Denotes a full-length cDNA sequence.
Annotation based on Caenorhabditis briggsae according to Demeler et al. (2012).
Analysis of constitutive transcriptional differences between susceptible and resistant parasites
Constitutive differences in transcript levels of the ABC transporter genes between the susceptible and resistant isolates were examined in eggs, L3 and adults worm. The results of the qRT-PCRs are shown in Fig. 1 as the average fold change in mRNA levels compared to non-exposed susceptible eggs, L3 or adult worms. In the C. oncophora egg stage, there was considerable variation in the constitutive transcript levels of ABC transporter genes between biological replicates, but the overall trend showed a higher expression in the eggs of the resistant isolate compared to the susceptible eggs. The up-regulation was only significant in Con-haf-9 (6-fold) and Con-mrp-1 (3-fold).
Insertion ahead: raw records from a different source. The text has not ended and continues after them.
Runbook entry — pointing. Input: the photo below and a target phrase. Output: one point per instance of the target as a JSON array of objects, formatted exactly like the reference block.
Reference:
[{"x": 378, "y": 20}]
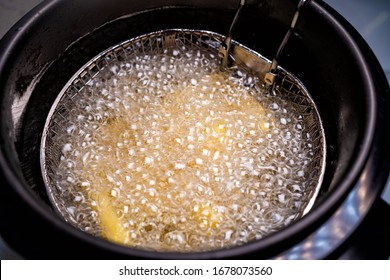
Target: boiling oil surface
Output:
[{"x": 163, "y": 151}]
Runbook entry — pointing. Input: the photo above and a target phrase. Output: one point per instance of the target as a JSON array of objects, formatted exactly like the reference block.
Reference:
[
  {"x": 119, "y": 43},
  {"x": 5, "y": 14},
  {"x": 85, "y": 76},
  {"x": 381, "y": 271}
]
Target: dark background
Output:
[{"x": 370, "y": 17}]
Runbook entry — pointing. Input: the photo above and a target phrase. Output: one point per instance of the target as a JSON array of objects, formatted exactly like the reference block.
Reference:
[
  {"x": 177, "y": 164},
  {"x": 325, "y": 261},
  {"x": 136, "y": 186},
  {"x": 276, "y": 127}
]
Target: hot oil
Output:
[{"x": 162, "y": 151}]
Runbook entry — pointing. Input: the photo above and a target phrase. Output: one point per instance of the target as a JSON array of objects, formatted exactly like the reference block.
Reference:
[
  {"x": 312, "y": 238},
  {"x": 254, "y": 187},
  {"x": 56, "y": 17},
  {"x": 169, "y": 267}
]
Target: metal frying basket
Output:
[{"x": 286, "y": 87}]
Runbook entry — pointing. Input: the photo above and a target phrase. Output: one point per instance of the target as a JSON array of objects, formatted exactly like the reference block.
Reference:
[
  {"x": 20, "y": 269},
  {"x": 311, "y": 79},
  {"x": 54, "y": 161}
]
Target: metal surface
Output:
[{"x": 224, "y": 49}]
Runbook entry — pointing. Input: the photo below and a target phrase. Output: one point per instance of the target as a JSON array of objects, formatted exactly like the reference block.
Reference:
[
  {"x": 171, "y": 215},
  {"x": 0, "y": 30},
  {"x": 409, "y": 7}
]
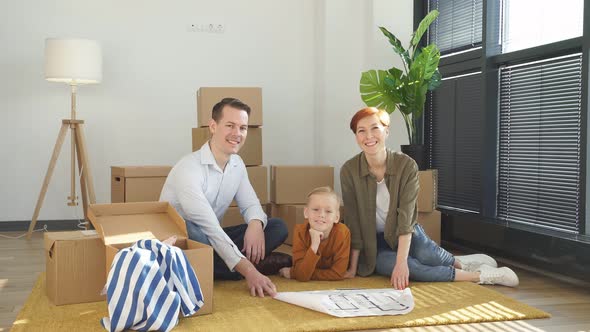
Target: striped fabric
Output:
[{"x": 147, "y": 286}]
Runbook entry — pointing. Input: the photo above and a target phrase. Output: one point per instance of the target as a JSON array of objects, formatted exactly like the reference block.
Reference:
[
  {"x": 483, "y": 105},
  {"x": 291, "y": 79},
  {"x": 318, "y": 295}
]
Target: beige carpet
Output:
[{"x": 235, "y": 310}]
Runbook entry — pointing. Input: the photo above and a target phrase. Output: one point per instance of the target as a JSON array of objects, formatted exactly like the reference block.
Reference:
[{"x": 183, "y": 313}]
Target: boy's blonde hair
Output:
[{"x": 327, "y": 190}]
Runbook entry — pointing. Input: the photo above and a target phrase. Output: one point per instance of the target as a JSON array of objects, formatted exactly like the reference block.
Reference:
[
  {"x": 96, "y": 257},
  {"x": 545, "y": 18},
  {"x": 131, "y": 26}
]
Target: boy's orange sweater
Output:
[{"x": 331, "y": 260}]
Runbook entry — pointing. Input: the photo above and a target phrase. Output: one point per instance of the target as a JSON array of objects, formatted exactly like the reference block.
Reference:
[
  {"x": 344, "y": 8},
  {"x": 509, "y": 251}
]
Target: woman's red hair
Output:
[{"x": 369, "y": 111}]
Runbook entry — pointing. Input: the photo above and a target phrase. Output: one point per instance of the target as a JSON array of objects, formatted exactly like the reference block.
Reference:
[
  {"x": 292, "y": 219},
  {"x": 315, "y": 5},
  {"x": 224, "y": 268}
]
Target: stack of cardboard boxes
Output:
[
  {"x": 428, "y": 216},
  {"x": 289, "y": 186},
  {"x": 137, "y": 183},
  {"x": 250, "y": 152}
]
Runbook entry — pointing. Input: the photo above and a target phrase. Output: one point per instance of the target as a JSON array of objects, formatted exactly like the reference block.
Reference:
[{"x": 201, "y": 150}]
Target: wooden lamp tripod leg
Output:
[
  {"x": 85, "y": 164},
  {"x": 58, "y": 144},
  {"x": 82, "y": 172}
]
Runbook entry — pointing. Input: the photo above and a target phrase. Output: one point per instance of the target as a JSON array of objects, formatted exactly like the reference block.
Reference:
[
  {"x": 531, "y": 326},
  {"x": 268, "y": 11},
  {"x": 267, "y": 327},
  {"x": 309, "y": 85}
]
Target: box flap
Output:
[
  {"x": 140, "y": 171},
  {"x": 130, "y": 222},
  {"x": 51, "y": 237}
]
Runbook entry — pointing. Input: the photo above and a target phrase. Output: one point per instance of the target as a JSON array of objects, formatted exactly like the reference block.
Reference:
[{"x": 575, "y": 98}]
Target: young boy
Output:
[{"x": 321, "y": 246}]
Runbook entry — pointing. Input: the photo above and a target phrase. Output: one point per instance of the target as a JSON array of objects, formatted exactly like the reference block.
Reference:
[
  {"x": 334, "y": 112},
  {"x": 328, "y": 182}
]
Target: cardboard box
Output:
[
  {"x": 430, "y": 221},
  {"x": 258, "y": 176},
  {"x": 120, "y": 225},
  {"x": 74, "y": 265},
  {"x": 291, "y": 214},
  {"x": 207, "y": 97},
  {"x": 250, "y": 152},
  {"x": 291, "y": 184},
  {"x": 137, "y": 183},
  {"x": 232, "y": 217},
  {"x": 427, "y": 195}
]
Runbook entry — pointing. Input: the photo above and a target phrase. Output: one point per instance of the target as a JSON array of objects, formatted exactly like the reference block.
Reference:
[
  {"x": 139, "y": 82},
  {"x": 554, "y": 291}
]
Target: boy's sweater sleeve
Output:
[
  {"x": 341, "y": 252},
  {"x": 304, "y": 259}
]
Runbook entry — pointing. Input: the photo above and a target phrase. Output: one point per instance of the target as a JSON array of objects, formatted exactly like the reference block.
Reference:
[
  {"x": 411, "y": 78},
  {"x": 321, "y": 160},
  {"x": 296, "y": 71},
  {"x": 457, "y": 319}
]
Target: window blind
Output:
[
  {"x": 458, "y": 26},
  {"x": 540, "y": 142}
]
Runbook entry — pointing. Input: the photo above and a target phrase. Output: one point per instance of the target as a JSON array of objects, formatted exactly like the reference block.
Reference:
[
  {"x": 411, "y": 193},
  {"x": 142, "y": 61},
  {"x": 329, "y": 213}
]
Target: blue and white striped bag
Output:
[{"x": 147, "y": 286}]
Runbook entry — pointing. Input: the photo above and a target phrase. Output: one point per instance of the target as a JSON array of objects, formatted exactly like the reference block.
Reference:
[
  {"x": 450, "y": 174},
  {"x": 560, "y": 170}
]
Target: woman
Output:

None of the genes analysed showed significant, constitutive differences in transcript levels between susceptible and resistant L3 and adult worms.
Analysis of inducible transcriptional changes in adult worms after in vivo exposure to macrocyclic lactones
Inducible changes in gene expression levels were investigated in adult worms of the resistant isolate after in vivo exposure to IVM and MOX. The results of the qRT-PCRs are shown in Fig. 2 and presented as the average fold change in mRNA levels compared to non-exposed susceptible worms. The analysis showed that both the IVM and MOX treatment induced a significant up-regulation of Con-pgp-11 transcript levels in the surviving worms, ranging between 3·1 and 4·7-fold increase compared to un-exposed susceptible worms. Apart from Con-pgp-12, which was 2-fold up-regulated in the worms exposed to MOX, none of the other ABC transporter genes investigated showed transcriptional changes exceeding the 2-fold cut-off compared to unexposed susceptible worms.
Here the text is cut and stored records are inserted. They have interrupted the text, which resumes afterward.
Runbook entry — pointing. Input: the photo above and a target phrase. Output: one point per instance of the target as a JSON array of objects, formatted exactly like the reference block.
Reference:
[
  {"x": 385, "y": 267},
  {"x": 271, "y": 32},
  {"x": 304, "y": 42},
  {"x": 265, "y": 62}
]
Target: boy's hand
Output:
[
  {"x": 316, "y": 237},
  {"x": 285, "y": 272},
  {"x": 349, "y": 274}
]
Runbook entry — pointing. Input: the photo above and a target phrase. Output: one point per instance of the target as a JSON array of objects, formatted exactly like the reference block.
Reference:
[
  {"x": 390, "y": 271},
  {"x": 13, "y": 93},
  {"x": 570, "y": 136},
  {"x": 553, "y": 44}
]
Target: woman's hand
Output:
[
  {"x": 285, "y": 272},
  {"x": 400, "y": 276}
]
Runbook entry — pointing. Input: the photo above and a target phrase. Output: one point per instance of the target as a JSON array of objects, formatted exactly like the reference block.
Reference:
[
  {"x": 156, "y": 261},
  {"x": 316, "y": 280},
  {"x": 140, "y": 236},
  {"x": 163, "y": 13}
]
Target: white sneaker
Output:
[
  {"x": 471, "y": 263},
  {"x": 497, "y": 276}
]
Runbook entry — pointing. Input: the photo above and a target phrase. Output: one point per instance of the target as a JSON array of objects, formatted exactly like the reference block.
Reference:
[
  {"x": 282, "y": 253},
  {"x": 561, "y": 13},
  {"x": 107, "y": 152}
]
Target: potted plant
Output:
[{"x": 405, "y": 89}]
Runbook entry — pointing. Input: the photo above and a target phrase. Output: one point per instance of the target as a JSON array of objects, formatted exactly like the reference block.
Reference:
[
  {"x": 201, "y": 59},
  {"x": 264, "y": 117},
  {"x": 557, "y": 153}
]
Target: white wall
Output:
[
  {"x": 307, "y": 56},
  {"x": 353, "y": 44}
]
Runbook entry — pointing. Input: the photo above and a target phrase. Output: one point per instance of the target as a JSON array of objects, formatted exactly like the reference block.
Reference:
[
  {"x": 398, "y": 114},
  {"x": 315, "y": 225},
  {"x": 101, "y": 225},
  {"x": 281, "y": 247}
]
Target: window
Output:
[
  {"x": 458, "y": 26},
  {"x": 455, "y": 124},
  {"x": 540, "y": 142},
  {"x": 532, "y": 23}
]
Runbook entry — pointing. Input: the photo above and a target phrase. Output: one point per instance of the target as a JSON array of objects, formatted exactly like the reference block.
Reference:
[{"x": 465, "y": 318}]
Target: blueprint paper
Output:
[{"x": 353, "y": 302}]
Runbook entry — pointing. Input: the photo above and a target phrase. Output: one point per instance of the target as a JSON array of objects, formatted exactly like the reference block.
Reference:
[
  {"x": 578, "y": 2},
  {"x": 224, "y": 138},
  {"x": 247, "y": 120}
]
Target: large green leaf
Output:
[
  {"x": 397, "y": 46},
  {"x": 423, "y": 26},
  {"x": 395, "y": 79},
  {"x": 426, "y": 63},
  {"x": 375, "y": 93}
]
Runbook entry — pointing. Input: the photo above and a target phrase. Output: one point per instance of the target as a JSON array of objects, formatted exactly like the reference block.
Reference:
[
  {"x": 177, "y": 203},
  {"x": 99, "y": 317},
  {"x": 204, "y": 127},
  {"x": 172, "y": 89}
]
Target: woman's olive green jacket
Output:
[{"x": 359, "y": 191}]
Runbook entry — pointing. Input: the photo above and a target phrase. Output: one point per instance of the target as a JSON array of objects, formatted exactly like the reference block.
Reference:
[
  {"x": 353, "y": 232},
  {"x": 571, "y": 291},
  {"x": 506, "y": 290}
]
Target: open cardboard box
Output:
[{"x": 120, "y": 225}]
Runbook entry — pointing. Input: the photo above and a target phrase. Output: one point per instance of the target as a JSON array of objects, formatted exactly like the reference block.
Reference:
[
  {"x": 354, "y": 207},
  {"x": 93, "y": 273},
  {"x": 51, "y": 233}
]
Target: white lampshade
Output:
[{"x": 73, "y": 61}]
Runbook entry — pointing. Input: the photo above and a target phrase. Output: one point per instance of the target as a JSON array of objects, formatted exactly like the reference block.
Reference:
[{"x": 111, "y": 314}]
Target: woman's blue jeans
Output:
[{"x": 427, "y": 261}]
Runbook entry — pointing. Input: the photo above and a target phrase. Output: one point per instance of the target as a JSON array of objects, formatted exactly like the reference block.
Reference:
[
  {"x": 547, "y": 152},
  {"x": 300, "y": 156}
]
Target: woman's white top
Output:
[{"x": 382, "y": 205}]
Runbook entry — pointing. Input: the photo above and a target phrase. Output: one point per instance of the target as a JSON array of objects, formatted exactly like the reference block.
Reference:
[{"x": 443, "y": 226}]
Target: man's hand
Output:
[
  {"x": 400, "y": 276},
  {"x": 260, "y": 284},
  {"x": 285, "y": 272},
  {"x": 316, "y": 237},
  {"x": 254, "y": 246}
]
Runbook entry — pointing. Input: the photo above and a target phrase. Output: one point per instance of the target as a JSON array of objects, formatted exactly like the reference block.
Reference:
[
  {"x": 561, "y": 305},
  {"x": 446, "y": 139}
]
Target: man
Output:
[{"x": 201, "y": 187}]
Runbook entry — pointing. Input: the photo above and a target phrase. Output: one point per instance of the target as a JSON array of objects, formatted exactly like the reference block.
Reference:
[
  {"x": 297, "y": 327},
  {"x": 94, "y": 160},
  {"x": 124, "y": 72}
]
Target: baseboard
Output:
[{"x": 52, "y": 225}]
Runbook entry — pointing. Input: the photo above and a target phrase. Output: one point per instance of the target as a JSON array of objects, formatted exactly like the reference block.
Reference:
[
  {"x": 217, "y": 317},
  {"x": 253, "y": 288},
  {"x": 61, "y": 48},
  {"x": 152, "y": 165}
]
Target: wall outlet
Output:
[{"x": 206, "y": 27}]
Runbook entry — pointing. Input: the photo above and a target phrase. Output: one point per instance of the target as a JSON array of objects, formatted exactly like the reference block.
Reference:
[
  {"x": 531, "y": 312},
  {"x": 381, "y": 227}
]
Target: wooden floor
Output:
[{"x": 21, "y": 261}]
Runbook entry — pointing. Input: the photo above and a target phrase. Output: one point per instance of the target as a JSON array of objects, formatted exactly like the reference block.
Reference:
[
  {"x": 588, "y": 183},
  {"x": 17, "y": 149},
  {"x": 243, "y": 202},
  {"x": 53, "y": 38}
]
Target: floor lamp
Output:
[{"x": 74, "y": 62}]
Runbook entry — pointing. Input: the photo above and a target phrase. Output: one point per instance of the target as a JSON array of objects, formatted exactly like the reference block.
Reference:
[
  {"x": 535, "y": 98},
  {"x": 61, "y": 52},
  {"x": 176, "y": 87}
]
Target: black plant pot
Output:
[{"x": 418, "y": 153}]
Analysis of inducible transcriptional changes after in vitro exposure of L3 to Ivermectin
Inducible changes in the transcript levels of the ABC transporter genes were also analysed by exposing L3 stages of the susceptible and resistant isolates to 2 concentrations of IVM in vitro, i.e. 10−8 M and 10−7 M. The results of the qRT-PCR analyses on the worms after exposure are shown in Fig. 3. Significant up-regulations of at least 2-fold were observed for Con-pgp-12 and Con-pgp-16 in both the L3 of the susceptible and resistant isolate after exposure. Furthermore, significantly increased transcript levels of Con-pgp-11 and Con-mrp-1 were induced in resistant L3 and not in susceptible ones (Fig. 3).
DISCUSSION
IVM-resistance has been associated with changes in ABC transporter genes in several parasitic nematodes (Xu et al. 1998; Ardelli et al. 2005, 2006; Ardelli and Prichard, 2007; Prichard and Roulet, 2007; Blackhall et al. 1998, 2008; Bourguinat et al. 2008; Dicker et al. 2011a; Williamson et al. 2011) but, until now, no reports are available on the potential role of ABC transporters in the development of ML-resistance in C. oncophora. In this study, 7 pgp genes, 5 haf genes and 3 mrp genes were identified, either by mining a transcriptome dataset or by a degenerate PCR approach. It is important to note that since most of the identified ABC transporter genes were partial, the currently assigned gene names may still change once more sequence information becomes available. Twelve out of the 15 ABC transporter genes were identified in the transcriptome database (Martin et al. 2012), indicating that these are likely to be the most highly transcribed ABC transporter genes in C. oncophora under normal conditions. Transcripts of Con-pgp-9, Con-pgp-12 and Con-pgp-16 on the other hand were only identified by PCR, suggesting a lower constitutive transcript level. Most of the ABC transporter genes investigated were constitutively transcribed throughout the complete life cycle of C. oncophora, suggesting that they have a basic metabolic function in these worms.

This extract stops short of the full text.